MPT-30B by MosaicML
Pioneering open-source LLM: 30B parameters with ALiBi attention for context-length generalization, trained on 1 trillion tokens with a fully permissive Apache 2.0 license
Honest Assessment Up Front
MPT-30B was a historically important model when released in June 2023 — one of the first high-quality open-source 30B models with a permissive license. Its ALiBi attention mechanism was genuinely innovative and influenced later models. However, MPT-30B has been substantially surpassed by newer open-source models (Llama 3, Qwen 2.5, Mistral) in both benchmarks and real-world quality.

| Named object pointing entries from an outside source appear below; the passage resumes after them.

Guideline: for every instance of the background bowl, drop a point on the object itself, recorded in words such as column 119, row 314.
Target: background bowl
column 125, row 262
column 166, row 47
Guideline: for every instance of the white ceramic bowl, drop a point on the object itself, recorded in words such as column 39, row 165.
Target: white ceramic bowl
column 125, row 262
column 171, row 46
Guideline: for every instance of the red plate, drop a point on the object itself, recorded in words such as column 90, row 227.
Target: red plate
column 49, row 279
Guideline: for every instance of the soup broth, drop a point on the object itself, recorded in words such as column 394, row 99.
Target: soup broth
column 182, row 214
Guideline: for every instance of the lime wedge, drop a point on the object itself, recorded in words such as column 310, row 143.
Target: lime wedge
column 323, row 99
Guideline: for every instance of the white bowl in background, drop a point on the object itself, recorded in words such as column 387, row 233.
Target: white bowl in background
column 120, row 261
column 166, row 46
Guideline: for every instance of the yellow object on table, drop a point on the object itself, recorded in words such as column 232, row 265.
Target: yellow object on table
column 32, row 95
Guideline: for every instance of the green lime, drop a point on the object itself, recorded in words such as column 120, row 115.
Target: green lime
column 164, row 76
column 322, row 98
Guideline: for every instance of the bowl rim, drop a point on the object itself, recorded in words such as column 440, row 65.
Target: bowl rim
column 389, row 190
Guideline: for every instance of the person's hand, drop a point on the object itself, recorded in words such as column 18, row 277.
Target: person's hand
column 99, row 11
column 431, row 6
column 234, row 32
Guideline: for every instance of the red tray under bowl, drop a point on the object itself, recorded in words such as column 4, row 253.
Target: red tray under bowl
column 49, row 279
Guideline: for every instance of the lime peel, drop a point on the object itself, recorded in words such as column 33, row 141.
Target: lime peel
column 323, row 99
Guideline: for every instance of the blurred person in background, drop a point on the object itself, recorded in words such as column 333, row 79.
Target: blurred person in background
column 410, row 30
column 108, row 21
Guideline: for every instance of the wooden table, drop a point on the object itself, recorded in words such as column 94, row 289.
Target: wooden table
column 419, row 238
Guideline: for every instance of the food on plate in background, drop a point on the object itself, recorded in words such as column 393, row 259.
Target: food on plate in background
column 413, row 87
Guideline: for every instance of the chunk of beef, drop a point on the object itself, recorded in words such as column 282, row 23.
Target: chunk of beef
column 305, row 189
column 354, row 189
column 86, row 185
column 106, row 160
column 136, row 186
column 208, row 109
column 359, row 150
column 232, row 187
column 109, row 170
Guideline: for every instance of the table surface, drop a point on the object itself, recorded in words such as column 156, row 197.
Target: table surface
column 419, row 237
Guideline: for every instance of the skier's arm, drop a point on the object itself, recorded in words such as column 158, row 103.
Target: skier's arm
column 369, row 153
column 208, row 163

We cover MPT-30B for its historical significance and because it remains relevant for understanding ALiBi attention. For new projects in 2026, see our alternatives section.
What Is MPT-30B?
30B
Parameters
Decoder-only transformer
8,192
Context Tokens
Extendable via ALiBi
1T
Training Tokens
Mixed web + code data
Apache 2.0
License
Full commercial use
MPT-30B Architecture Details
Model Specifications
- • Architecture: Decoder-only transformer
- • Layers: 48 transformer blocks
- • Attention heads: 40 heads
- • Hidden dimension: 7,168
- • Vocabulary: 50,432 tokens
- • Positional encoding: ALiBi (no learned positions)
Training Details
- • Training data: 1 trillion tokens
- • Training framework: MosaicML Composer
- • Hardware: Trained on MosaicML platform (440 H100 GPUs)

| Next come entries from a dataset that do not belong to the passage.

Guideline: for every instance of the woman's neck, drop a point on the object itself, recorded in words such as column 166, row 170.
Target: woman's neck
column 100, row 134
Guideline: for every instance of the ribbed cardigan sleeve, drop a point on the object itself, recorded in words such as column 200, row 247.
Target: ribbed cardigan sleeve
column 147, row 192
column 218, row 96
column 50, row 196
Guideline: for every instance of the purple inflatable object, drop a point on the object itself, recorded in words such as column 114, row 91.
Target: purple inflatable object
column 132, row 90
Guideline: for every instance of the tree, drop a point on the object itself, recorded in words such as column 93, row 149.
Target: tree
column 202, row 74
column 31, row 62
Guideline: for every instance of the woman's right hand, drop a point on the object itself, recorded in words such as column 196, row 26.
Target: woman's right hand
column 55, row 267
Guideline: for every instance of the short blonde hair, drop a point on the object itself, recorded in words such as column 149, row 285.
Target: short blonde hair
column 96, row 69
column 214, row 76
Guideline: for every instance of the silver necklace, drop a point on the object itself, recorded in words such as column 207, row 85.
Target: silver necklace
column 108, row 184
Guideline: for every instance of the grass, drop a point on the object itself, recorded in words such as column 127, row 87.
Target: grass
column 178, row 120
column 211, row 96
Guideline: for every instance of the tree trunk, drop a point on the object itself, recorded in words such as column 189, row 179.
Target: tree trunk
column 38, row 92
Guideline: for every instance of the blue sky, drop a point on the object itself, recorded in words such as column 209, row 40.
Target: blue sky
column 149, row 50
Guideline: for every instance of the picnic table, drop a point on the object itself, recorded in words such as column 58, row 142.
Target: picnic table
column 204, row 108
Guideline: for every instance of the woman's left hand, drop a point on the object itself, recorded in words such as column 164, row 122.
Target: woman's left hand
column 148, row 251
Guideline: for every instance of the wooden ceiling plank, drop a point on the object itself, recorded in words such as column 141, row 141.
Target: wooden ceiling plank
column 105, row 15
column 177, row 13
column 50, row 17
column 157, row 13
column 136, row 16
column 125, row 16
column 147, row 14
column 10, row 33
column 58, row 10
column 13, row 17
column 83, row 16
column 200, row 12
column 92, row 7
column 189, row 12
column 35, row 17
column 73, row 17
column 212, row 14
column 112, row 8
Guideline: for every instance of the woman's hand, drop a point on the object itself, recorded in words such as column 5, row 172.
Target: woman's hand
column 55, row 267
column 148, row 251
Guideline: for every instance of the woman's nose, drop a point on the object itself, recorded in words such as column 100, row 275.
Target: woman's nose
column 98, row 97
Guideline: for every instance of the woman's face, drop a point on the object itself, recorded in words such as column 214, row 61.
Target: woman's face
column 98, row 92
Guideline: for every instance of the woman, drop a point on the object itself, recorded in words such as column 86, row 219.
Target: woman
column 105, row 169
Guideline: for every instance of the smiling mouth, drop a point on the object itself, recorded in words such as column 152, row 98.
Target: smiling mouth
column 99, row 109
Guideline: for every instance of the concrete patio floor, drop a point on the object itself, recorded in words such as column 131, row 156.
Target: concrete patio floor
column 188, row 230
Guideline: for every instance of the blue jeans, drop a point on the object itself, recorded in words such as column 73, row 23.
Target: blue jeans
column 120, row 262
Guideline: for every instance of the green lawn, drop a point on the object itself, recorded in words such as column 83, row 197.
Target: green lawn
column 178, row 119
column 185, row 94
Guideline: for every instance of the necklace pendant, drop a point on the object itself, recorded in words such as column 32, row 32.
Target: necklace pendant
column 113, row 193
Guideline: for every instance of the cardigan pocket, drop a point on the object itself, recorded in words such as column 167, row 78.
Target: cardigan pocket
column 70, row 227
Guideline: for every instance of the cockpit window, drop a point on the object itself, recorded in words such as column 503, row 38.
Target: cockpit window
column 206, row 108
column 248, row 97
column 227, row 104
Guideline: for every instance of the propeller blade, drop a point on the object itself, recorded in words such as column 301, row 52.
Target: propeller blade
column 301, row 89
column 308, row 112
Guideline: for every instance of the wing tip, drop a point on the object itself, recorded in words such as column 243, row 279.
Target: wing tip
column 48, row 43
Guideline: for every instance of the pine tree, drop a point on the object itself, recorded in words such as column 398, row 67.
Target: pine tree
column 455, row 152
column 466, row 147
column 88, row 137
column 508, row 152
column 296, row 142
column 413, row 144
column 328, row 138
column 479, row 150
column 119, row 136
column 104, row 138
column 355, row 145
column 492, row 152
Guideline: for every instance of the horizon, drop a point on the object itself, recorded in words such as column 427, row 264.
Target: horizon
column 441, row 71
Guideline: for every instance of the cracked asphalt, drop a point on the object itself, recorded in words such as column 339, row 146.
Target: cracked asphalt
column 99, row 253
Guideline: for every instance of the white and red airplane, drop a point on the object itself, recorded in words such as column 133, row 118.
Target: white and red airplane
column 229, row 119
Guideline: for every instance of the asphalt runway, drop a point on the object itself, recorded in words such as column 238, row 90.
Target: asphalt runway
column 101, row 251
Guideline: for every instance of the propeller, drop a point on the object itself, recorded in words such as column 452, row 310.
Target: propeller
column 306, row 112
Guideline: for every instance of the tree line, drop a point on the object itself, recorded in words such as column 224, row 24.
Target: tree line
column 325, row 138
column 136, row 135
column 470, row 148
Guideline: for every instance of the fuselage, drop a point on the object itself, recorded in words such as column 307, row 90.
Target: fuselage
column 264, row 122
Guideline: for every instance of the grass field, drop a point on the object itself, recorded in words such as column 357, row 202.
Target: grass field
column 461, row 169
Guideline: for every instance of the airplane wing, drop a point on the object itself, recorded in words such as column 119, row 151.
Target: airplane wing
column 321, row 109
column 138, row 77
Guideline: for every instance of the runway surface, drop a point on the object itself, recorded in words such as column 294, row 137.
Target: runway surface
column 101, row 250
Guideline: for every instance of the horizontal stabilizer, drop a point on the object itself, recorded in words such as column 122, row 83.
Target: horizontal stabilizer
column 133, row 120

- • Flash Attention: Used during training
- • Activation: GELU
- • Normalization: Low-precision LayerNorm
MosaicML and Databricks Background
MPT-30B was developed by MosaicML, a company focused on making training large language models more efficient and accessible. In June 2023, Databricks acquired MosaicML for $1.3 billion, making it one of the largest AI acquisitions of 2023.
The MPT Family
Why MPT-30B Mattered
- • Apache 2.0 license: At release, most competitive models had restrictive licenses (Llama 1 was non-commercial). MPT-30B was one of the most capable truly open models.
- • Training efficiency: MosaicML demonstrated that with good infrastructure (their Composer framework), you could train competitive models more cost-effectively.
- • ALiBi attention: Popularized this positional encoding approach, which avoids learned position embeddings and generalizes to longer contexts.
- • Reproducibility: Published training details and data composition, advancing open-source LLM development.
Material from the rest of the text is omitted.